2. Glycemic control in cerebrovascular patients
The annual standardized incidence rate of cardiovascular and cerebrovascular patients with metabolic syndrome in the cohort population of 11 provinces and cities was significantly higher than that of the group without metabolic syndrome. Metabolic syndrome is the most important predictor of the development of cardiovascular and cerebrovascular disease (especially cerebrovascular disease). In diabetic patients with cerebrovascular disease, glycemic control at near normal levels is recommended to reduce microvascular comorbidities and possibly macrovascular comorbidities.
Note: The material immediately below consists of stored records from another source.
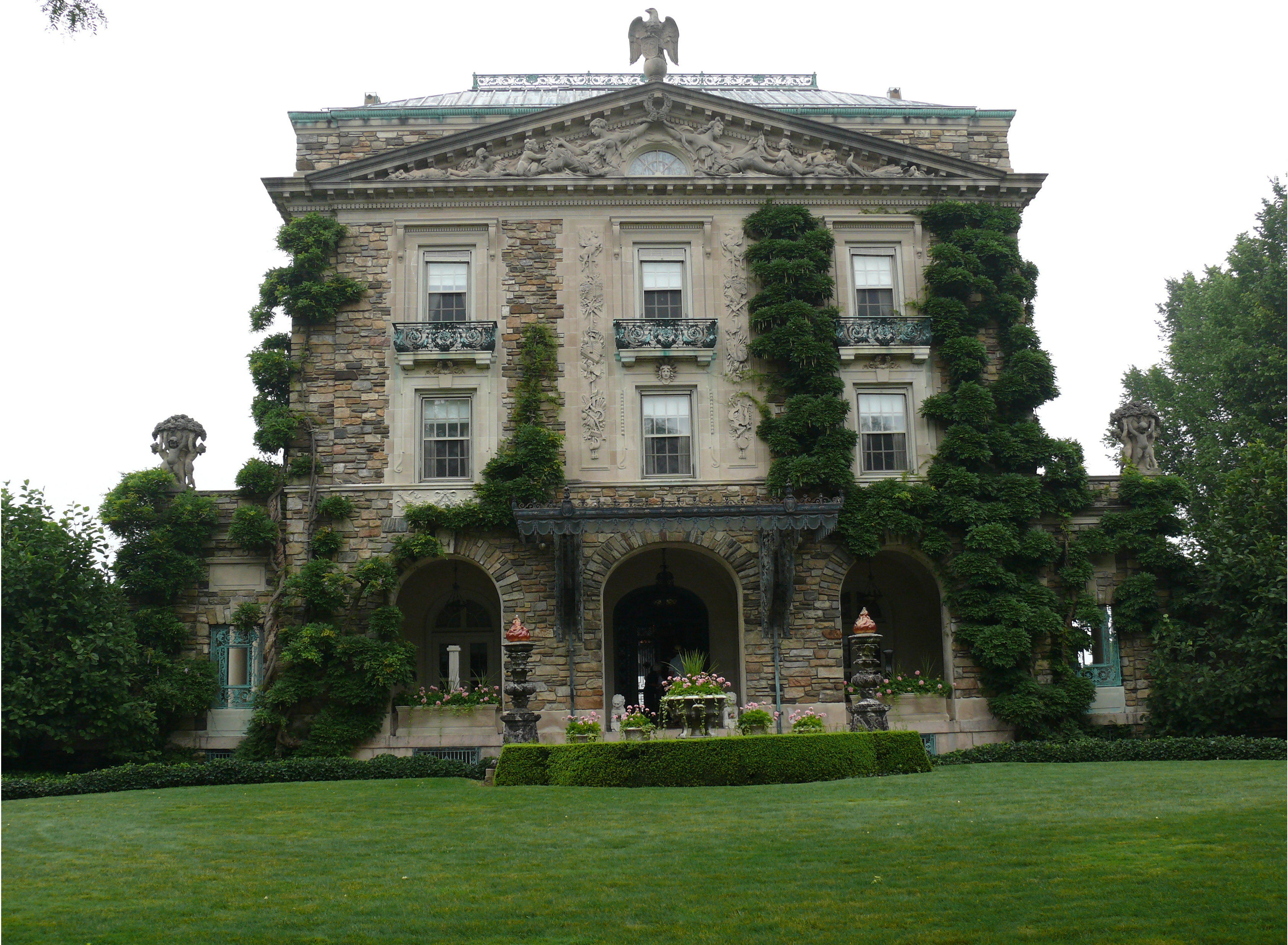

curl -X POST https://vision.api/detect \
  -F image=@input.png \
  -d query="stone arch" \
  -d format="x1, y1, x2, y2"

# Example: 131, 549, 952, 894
582, 531, 759, 698
835, 542, 953, 680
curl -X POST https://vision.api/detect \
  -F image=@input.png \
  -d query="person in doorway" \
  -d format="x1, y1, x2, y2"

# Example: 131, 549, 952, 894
644, 663, 666, 714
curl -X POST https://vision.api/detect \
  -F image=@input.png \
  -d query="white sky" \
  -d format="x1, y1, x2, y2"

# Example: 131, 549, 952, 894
0, 0, 1288, 518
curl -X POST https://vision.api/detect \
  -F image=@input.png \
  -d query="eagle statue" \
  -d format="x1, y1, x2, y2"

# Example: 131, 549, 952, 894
627, 6, 680, 82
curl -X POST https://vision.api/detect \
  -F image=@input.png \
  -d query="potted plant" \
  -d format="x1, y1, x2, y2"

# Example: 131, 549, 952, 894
662, 672, 733, 738
613, 706, 657, 742
564, 712, 600, 742
396, 684, 501, 735
738, 701, 778, 735
847, 669, 953, 716
787, 710, 827, 735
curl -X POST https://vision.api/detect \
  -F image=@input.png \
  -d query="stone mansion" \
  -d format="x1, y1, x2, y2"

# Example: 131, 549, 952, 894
179, 52, 1147, 757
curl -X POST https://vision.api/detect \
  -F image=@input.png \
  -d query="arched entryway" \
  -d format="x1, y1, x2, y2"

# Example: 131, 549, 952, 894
841, 550, 944, 679
397, 556, 501, 687
604, 543, 743, 708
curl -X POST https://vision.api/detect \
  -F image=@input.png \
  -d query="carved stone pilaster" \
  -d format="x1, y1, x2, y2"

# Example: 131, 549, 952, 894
720, 229, 751, 381
577, 229, 608, 461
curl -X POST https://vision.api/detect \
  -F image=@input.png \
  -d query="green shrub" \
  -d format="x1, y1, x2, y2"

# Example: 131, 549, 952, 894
317, 496, 353, 519
496, 731, 930, 788
312, 525, 344, 558
234, 460, 282, 498
0, 755, 486, 801
930, 737, 1288, 765
228, 505, 277, 550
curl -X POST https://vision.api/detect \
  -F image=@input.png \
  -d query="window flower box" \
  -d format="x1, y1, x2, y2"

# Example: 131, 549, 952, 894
397, 704, 501, 738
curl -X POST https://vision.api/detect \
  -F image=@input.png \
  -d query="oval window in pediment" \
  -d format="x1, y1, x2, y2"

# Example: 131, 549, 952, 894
630, 151, 689, 178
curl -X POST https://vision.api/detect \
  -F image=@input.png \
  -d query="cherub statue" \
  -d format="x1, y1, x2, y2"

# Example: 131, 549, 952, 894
1109, 400, 1162, 476
152, 413, 206, 490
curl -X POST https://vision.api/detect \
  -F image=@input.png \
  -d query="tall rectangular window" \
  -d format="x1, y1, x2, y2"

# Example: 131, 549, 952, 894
425, 260, 470, 322
640, 394, 693, 476
424, 398, 470, 479
640, 261, 684, 318
859, 393, 908, 472
850, 254, 894, 318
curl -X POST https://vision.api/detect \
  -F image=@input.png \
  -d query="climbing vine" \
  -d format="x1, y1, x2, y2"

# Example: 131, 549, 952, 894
746, 202, 1104, 737
394, 324, 564, 535
99, 469, 219, 751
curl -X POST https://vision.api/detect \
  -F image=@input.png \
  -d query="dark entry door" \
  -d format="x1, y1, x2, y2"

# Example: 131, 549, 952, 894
613, 586, 711, 712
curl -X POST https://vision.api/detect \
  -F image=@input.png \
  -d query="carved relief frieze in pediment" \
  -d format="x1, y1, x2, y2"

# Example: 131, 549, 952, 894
370, 92, 957, 180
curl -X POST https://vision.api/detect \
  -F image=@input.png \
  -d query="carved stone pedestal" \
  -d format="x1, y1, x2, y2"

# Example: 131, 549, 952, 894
847, 633, 890, 731
501, 642, 541, 744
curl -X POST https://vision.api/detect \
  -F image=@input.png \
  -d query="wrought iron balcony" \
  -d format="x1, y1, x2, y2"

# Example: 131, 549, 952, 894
394, 322, 496, 367
613, 318, 719, 364
836, 315, 931, 361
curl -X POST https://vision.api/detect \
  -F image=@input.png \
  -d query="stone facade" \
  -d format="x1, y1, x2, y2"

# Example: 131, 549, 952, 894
168, 70, 1149, 755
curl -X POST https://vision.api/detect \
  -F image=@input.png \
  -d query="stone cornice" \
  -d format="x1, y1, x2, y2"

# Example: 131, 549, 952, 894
263, 174, 1046, 218
304, 85, 1006, 187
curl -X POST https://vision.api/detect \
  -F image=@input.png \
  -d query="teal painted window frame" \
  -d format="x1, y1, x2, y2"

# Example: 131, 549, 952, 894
210, 626, 264, 708
1078, 606, 1123, 686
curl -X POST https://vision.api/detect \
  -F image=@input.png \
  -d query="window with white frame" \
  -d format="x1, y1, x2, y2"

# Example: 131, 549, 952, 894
850, 252, 895, 318
640, 394, 693, 476
425, 252, 470, 322
421, 397, 470, 479
859, 391, 908, 472
639, 248, 687, 318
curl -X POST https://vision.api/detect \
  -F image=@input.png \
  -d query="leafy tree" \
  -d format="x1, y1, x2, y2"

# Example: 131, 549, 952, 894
40, 0, 107, 35
0, 483, 157, 763
1115, 180, 1288, 735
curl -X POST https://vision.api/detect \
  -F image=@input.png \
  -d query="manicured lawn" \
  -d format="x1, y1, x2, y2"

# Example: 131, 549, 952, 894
3, 761, 1285, 945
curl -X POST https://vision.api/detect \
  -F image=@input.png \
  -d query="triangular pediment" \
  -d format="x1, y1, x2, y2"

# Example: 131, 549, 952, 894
305, 82, 1007, 187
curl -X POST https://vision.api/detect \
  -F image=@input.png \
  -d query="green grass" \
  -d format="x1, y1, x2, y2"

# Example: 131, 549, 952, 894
3, 761, 1285, 945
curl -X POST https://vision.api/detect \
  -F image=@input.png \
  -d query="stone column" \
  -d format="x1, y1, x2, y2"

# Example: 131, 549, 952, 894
447, 644, 461, 689
847, 633, 890, 731
501, 643, 541, 744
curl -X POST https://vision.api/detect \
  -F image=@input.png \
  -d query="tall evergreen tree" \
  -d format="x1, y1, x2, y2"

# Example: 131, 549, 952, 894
1123, 180, 1288, 734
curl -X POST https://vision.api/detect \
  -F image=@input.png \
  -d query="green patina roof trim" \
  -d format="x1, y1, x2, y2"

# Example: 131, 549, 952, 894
286, 100, 1015, 125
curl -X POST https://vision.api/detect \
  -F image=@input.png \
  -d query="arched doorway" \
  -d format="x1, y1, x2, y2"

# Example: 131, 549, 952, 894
603, 542, 743, 710
397, 558, 501, 687
841, 550, 944, 679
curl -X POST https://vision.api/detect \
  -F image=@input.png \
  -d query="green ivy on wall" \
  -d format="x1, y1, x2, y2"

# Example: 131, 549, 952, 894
394, 324, 564, 540
746, 202, 1099, 737
99, 469, 219, 749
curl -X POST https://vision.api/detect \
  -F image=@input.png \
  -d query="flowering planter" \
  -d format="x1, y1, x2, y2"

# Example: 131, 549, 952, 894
398, 706, 501, 738
662, 694, 726, 738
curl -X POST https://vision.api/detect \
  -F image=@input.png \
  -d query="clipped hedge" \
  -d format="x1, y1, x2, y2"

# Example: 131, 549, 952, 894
0, 755, 486, 801
930, 735, 1288, 766
496, 731, 930, 788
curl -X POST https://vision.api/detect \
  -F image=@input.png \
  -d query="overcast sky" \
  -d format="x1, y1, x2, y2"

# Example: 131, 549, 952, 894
0, 0, 1288, 518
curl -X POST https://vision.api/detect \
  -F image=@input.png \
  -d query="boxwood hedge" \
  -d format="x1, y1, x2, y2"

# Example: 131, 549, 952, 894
496, 731, 930, 788
930, 735, 1288, 765
0, 755, 487, 801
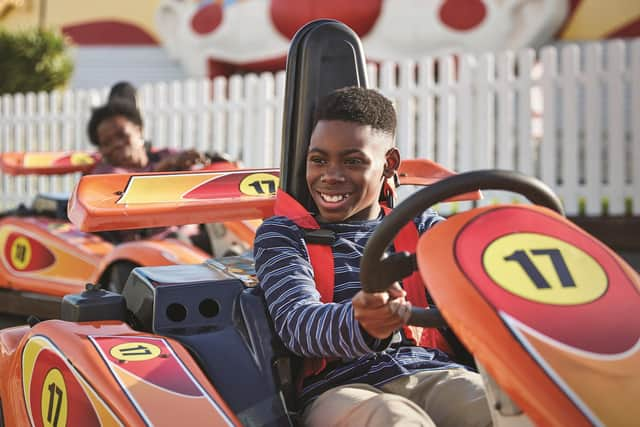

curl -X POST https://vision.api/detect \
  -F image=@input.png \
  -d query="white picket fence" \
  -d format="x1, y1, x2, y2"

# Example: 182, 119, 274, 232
0, 39, 640, 216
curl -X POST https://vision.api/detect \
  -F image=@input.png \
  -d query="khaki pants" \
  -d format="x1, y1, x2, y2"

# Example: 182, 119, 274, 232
303, 368, 491, 427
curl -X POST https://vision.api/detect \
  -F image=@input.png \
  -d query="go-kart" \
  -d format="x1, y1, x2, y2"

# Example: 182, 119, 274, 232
0, 21, 640, 426
0, 152, 258, 318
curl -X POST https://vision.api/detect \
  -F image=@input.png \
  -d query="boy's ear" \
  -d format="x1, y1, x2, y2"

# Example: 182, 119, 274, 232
383, 147, 400, 178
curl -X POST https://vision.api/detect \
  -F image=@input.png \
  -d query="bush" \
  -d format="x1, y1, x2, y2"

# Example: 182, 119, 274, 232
0, 29, 73, 94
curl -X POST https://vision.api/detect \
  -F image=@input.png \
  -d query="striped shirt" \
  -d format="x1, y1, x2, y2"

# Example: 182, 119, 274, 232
254, 211, 462, 404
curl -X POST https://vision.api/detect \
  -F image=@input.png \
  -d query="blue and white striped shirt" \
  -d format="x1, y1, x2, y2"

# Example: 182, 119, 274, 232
254, 211, 460, 403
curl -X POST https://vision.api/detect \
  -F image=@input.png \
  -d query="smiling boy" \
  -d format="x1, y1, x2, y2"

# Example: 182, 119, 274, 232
254, 87, 491, 426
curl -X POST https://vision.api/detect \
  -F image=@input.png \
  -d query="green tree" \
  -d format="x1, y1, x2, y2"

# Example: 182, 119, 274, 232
0, 28, 73, 94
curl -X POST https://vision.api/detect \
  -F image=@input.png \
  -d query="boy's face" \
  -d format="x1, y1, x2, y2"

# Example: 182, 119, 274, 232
96, 116, 148, 168
307, 120, 400, 222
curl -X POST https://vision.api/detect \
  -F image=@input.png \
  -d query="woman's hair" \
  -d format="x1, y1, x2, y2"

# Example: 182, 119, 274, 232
87, 99, 143, 146
107, 82, 137, 105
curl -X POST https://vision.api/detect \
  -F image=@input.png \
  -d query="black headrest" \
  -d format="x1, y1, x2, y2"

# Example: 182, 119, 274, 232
280, 19, 367, 211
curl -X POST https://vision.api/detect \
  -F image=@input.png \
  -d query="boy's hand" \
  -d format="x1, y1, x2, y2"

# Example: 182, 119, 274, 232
351, 283, 411, 340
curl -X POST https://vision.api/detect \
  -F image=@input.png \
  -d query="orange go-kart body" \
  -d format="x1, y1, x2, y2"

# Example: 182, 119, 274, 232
0, 20, 640, 427
0, 152, 259, 318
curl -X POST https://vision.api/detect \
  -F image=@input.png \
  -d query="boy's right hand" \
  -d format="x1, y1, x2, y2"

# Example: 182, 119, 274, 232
351, 283, 411, 340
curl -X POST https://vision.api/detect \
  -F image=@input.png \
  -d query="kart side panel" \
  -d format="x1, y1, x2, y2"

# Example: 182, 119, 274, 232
68, 169, 279, 231
68, 164, 481, 232
0, 321, 238, 426
90, 239, 210, 283
418, 206, 640, 426
0, 151, 100, 175
0, 217, 113, 296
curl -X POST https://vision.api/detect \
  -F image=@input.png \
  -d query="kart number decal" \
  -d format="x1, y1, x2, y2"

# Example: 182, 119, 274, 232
22, 336, 116, 427
67, 151, 96, 166
9, 236, 31, 270
109, 342, 161, 362
240, 173, 280, 196
4, 233, 55, 271
89, 336, 233, 425
40, 368, 69, 427
482, 233, 607, 305
454, 206, 640, 355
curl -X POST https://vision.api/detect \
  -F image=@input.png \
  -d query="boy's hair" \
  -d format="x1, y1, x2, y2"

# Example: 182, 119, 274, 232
313, 86, 396, 136
87, 99, 142, 146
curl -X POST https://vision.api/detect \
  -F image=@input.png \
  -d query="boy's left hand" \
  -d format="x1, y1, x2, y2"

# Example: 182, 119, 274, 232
351, 283, 411, 340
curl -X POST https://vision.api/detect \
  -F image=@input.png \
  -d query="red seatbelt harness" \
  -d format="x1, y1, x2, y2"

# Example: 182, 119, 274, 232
274, 189, 451, 377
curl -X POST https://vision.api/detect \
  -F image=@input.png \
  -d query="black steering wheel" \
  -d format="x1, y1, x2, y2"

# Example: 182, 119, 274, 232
360, 170, 564, 328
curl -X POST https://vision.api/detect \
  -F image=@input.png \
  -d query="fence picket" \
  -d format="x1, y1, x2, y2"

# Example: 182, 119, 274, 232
210, 77, 231, 154
416, 58, 438, 159
559, 45, 582, 212
629, 39, 640, 216
225, 76, 243, 159
605, 40, 637, 215
540, 47, 558, 191
193, 79, 213, 152
514, 49, 540, 176
0, 39, 640, 216
438, 56, 456, 169
584, 43, 604, 215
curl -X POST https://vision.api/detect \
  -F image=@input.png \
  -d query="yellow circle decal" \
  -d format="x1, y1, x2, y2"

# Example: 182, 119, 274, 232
11, 236, 31, 270
71, 152, 94, 166
109, 342, 160, 362
482, 233, 608, 305
40, 368, 69, 427
240, 173, 280, 196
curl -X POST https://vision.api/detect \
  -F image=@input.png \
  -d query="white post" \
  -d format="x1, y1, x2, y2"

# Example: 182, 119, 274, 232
416, 57, 438, 160
605, 40, 624, 215
559, 45, 580, 215
584, 43, 604, 216
515, 49, 539, 175
629, 39, 640, 216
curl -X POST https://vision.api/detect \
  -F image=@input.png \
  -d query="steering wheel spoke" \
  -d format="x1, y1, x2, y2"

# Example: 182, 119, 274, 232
360, 170, 564, 327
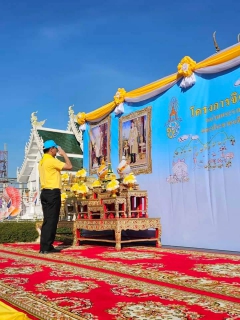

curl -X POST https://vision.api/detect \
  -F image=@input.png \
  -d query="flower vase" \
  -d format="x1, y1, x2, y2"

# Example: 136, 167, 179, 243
111, 189, 117, 198
128, 183, 134, 191
82, 193, 86, 200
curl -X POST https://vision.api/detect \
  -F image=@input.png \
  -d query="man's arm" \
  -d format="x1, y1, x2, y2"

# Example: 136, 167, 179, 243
58, 147, 72, 170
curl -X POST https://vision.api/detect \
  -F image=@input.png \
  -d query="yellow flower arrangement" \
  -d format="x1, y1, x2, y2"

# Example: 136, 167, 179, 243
92, 180, 101, 188
76, 168, 87, 178
71, 183, 79, 192
123, 172, 137, 185
77, 112, 86, 126
106, 179, 119, 191
61, 173, 69, 181
113, 88, 126, 106
177, 56, 197, 77
61, 192, 68, 202
77, 183, 89, 194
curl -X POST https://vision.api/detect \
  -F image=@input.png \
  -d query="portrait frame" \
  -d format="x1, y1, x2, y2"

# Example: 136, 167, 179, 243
119, 106, 152, 175
89, 116, 111, 175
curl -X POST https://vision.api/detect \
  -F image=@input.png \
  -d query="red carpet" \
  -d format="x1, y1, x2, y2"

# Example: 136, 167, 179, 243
0, 244, 240, 320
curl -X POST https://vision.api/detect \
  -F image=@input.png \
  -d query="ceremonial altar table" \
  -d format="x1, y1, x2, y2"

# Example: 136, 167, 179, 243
74, 218, 161, 250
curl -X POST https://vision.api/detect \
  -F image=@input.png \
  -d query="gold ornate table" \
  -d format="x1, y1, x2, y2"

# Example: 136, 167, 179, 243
102, 196, 126, 218
121, 190, 148, 218
74, 218, 161, 251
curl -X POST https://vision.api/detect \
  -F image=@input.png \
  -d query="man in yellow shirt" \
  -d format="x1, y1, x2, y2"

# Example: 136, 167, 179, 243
38, 140, 72, 254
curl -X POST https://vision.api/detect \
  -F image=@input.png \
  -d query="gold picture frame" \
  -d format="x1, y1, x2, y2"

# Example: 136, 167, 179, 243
119, 106, 152, 175
89, 116, 111, 175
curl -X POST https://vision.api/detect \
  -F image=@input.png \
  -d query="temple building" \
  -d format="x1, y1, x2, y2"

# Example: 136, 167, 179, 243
17, 106, 83, 219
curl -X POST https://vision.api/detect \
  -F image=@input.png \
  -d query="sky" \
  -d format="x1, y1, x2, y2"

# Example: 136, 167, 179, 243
0, 0, 240, 178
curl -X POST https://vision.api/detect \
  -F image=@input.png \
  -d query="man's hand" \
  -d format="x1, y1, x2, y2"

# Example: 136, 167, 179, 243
58, 146, 66, 156
58, 147, 72, 170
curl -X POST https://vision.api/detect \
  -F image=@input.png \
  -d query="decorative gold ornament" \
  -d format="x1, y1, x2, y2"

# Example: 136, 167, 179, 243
123, 172, 137, 190
177, 56, 197, 77
106, 179, 119, 198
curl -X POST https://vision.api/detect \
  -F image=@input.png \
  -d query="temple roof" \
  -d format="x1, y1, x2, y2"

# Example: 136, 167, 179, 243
37, 128, 83, 155
17, 107, 83, 183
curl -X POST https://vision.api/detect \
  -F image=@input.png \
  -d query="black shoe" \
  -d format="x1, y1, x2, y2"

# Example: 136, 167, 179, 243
39, 248, 61, 254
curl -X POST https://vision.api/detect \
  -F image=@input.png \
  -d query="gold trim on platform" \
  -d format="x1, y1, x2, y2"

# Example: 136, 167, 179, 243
74, 218, 161, 250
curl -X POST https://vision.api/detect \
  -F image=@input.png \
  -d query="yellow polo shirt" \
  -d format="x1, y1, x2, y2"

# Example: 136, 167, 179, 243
38, 153, 65, 189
Glycemic control index in cerebrovascular patients: glycated hemoglobin 7%, fasting glucose 126 mg/dl (6.99 mmol/L). Patients with diabetes should be given more stringent control of blood pressure and lipids. Although all types of antihypertensive drugs are indicated for the control of hypertension, most patients require more than 1 agent. Because angiotensin-converting enzyme inhibitors and angiotensin II receptor antagonists are beneficial to prevent renal damage, they are recommended as the drugs of choice for diabetic patients.
Third, the application of anti-platelet aggregation drugs
As early as the 1970s, the clinical application of small doses of aspirin (50-200 mg/day) began to promote the use of anti-platelet aggregation as a first and second stage prophylactic treatment. Aspirin 300 mg/day was administered at the time of acute ischemic stroke. Newer trials have suggested that aspirin plus pansentine is more effective than monotherapy and that clopidogrel is more effective than aspirin. The European Stroke Prevention Study-2, the CAPPIE study, the Chinese Acute Stroke Trial, and other large domestic and international studies have confirmed the importance of aspirin’s standardized application for secondary prevention of cerebrovascular disease.